La Huitième Reine, Bina Shah (2ème critique)
La Huitième Reine, février 2016, trad. anglais Christine Le Bœuf, 360 pages, 23 €
Ecrivain(s): Bina Shah Edition: Actes SudAprès de nombreuses années d’exil, suite à une amnistie, Benazir Bhutto atterrit à Karachi le 18 octobre 2007. Elle est pressentie pour devenir de nouveau premier ministre du Pakistan.
Ali Sikandar, à la fois étudiant à Bhutto University et reporter pour la chaîne de télévision privée City24 News, est chargé de couvrir l’évènement. Un attentat a lieu, tuant plus d’une centaine de personnes dont Haroon le cameraman d’Ali. Ce dernier qui sort très choqué de cette épreuve est amené à se poser des questions.
Personnage central, de ce livre, Ali a une vie un peu particulière. Expatrié pendant un certain temps à Dubaï pour suivre ses études, il est obligé de rentrer à Karachi pour aider sa mère et ses frères et sœurs. Son père, qu’il hait, a abandonné sa famille pour se remarier. Ali cache cette situation à ses proches et prétend que son père est mort. Il a peur d’être détesté non pas tellement pour le remariage de son père que pour les origines de ce dernier. C’est un Pir, un féodal appartenant à la classe dominante accusé d’exploiter le peuple. Ali, comme tous jeunes de son pays, se pose des questions sur la politique du Pakistan et ses dérives. Il se demande s’il doit rester ou préférer à nouveau l’expatriation. Dans sa chair, il vit douloureusement son amour pour sa fiancée hindoue à qui il a aussi caché ses origines.

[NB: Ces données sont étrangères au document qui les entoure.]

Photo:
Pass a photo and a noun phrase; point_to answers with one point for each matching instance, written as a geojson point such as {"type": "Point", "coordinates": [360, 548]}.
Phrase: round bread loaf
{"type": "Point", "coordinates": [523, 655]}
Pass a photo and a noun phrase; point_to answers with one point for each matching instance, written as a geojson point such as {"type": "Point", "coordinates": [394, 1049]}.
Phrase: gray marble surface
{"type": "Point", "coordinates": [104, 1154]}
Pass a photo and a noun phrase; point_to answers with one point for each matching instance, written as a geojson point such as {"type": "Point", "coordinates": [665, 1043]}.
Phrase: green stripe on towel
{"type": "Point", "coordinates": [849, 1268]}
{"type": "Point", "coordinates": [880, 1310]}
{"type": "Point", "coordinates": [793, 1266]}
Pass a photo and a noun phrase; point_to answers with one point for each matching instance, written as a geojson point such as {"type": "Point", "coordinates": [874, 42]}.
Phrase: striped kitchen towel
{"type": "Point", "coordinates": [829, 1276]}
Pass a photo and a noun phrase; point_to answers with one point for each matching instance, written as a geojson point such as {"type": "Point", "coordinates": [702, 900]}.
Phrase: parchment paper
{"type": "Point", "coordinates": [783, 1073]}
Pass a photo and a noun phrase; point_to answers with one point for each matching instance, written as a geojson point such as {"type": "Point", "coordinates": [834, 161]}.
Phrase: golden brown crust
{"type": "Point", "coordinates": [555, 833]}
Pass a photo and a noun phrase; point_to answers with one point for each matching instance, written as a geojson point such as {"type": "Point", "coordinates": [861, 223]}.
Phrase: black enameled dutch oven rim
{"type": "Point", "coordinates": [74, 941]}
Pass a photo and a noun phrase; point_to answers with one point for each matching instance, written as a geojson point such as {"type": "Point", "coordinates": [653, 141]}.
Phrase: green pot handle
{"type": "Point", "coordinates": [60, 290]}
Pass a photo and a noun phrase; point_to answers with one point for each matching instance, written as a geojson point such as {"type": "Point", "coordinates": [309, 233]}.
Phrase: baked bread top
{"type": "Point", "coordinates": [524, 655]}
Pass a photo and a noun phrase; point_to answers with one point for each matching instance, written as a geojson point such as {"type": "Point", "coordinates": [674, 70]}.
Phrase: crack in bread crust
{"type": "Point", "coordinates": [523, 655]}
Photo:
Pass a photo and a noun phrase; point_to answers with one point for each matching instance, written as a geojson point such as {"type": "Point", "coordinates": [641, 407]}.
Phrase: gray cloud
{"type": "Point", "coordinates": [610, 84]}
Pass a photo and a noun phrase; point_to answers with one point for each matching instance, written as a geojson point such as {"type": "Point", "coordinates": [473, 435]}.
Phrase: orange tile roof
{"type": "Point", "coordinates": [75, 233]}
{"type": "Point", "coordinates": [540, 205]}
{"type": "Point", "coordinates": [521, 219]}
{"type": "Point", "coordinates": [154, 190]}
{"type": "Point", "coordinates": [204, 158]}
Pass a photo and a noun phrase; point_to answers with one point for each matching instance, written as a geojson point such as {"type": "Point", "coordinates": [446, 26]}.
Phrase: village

Parallèlement à l’instabilité présente de ce pays, ce livre, par des incursions dans le passé, nous rappelle ce que fut le Pakistan et plus particulièrement le Sindh, l’une de ses quatre provinces fédérées, située le plus au sud du pays, entourée du Baloutchistan à l’ouest et au nord, du Pendjab au nord, du Rajasthan indien à l’est et enfin du Gujarat et du Rann de Kutch au sud. Cette région, qui a conservé les vestiges de la civilisation de l’Indus célèbre pour sa haute élévation spirituelle et artistique, est à la fois le berceau de la famille d’Ali et celui de la famille de Benazir Bhutto. C’est un lieu de gros propriétaires terriens. D’abord rattaché à l’Inde, il devint autonome, et pour ses richesses fut particulièrement convoité. Il a été notamment occupé par les anglais avant de se trouver rattaché au Pakistan.
La Huitième reine est le nom que l’auteur donne à Benazir Bhutto. Il est à rapprocher de l’histoire des Sept reines que l’auteur attribue au grand poète Shah Abdul Latif de Bhit qui l’aurait écrit lors de son voyage dans le Risalo.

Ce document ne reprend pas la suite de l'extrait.